E, novamente de forma surpreendente, foram os setores inquestionavelmente mais afetados pela pandemia, designadamente os de retalho e de escritórios, aqueles que foram mais procurados, concentrando cerca de dois terços da atividade de investimento.

Talvez como efeitos mais evidentes da pandemia se possam referir (i) a maior concentração dos investimentos na cidade de Lisboa e (ii) a redução do ticket médio respetivo, que passou de 50,5 para 34,7 milhões.

A rentabilidade das carteiras, segundo os dados do IPD-MSCI, foi de -0,3%, «proveniente das rendas de 4,1% e uma valorização do capital de -4,2%». A depreciação dos ativos, apesar de ser um revés, uma vez mais não espelha o quadro vivenciado, mais ainda ao ser explicada pela subida das yields, um facto que abre a porta a uma recuperação de preços caso se confirme a expectável mudança de clima económico e a recuperação da confiança, resultantes do sucesso no combate à pandemia e dos progressos na caminhada para a imunidade de grupo, pilares essenciais para o relançamento da economia.

Ora se, como referido, o apetite do lado dos investidores se manteve robusto, a verdade é que do lado da dinâmica da ocupação a realidade foi mais penalizadora. Em concreto no mercado de escritórios, tendo por base o LPI – Lisbon Prime Index, Lisboa viu o take-up descer 29% em 2020, totalizando 138 mil m² arrendados. Apesar da descida, trata-se de um valor que compara positivamente com a média dos últimos anos. Mesmo que de forma menos vincada, o mesmo sucedeu na cidade do Porto, onde o PPI assinala uma quebra anual de 17% na ocupação de escritórios.

Com as rendas estáveis, a confiança na recuperação da procura é uma nota que os números do novo pipeline de escritórios em carteira evidenciam. De acordo com os dados do Pipeline Imobiliário, em 2020, na região de Lisboa entraram em carteira 221 mil m² de escritórios, superando o registo de 187 mil m² de 2019. Na região do Porto, o novo pipeline de 2020 ascendeu a 92 mil m², largamente acima dos 53 mil m² de 2019, um registo que chega a ser superado desde logo pelo pipeline de janeiro a abril de 2021…

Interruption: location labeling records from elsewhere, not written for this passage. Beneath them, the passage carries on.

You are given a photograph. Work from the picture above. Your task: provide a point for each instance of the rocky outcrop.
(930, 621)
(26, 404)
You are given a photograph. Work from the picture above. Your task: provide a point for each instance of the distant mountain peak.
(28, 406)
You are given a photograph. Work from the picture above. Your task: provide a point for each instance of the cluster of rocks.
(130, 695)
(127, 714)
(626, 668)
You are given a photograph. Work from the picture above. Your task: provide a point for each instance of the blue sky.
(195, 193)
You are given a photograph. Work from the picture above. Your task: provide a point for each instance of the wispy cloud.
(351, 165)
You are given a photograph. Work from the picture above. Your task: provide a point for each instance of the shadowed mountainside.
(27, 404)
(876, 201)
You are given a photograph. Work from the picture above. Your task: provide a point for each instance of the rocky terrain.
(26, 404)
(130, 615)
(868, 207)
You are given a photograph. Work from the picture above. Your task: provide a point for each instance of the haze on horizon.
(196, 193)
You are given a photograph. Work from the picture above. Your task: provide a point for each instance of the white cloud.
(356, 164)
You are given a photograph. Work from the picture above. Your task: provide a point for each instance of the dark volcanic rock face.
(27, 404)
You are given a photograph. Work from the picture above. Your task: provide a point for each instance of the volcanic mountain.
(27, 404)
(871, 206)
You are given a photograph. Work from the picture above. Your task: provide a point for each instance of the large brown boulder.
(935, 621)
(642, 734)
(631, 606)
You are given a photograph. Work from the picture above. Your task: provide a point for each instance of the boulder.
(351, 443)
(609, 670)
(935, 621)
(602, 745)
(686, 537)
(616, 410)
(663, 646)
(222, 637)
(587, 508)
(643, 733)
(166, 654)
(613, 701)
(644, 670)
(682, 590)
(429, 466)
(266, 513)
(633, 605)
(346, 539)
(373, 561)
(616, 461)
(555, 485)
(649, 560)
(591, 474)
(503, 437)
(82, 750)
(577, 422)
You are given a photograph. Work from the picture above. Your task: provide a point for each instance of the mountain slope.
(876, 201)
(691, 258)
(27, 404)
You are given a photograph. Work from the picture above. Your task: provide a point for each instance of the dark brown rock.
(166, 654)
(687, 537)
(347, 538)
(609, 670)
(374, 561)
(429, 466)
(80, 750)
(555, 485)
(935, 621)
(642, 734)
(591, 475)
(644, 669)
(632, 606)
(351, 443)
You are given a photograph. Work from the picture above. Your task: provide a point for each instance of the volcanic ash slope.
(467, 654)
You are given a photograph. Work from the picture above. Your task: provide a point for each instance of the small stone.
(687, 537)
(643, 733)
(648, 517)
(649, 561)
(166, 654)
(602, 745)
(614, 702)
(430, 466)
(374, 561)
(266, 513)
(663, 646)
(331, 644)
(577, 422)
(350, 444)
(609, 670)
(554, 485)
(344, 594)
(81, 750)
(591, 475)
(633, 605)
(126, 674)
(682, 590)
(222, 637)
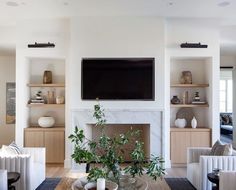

Não há que ter medo das palavras: Portugal pode ser um ganhador líquido dos efeitos da crise pandémica na dinâmica da procura imobiliária. Seja comercial, seja residencial. Não por qualquer aspeto específico relacionado com o vírus em si mas pela aceleração na revolução tecnológica em curso e, acima de tudo, pela súbita generalização da predisposição para a mudança. O vírus passará (ou as suas consequências passarão). Mas a revolução digital veio para ficar, potenciada pela abertura das mentes e por outro fator ainda pouco visível: a chegada do 5G.

Talvez sem a pandemia o 5G demorasse anos a produzir os efeitos que pode induzir nas relações comerciais e laborais. Sobre um terreno lavrado, a aceleração nas comunicações abre cenários com potencial totalmente disruptivo do ponto de vista dessas relações.

É uma oportunidade para territórios com a natureza geo-política de Portugal. Um território que pode atrair muito capital humano, empresas e investimento. Mas é um desafio precisamente para os setores do retalho e dos escritórios relativamente aos quais há efeitos de sinal contrário cujo saldo está por determinar.

Contra a minha expectativa inicial, acredito que pandemia irá alterar profundamente estes setores, não por decorrências relacionadas com a saúde pública, mas pelo efeito acelerador dos impactos da revolução digital em curso.

Não sou dos que acreditam num mundo virtualizado. Mas em que acreditarão os meus filhos?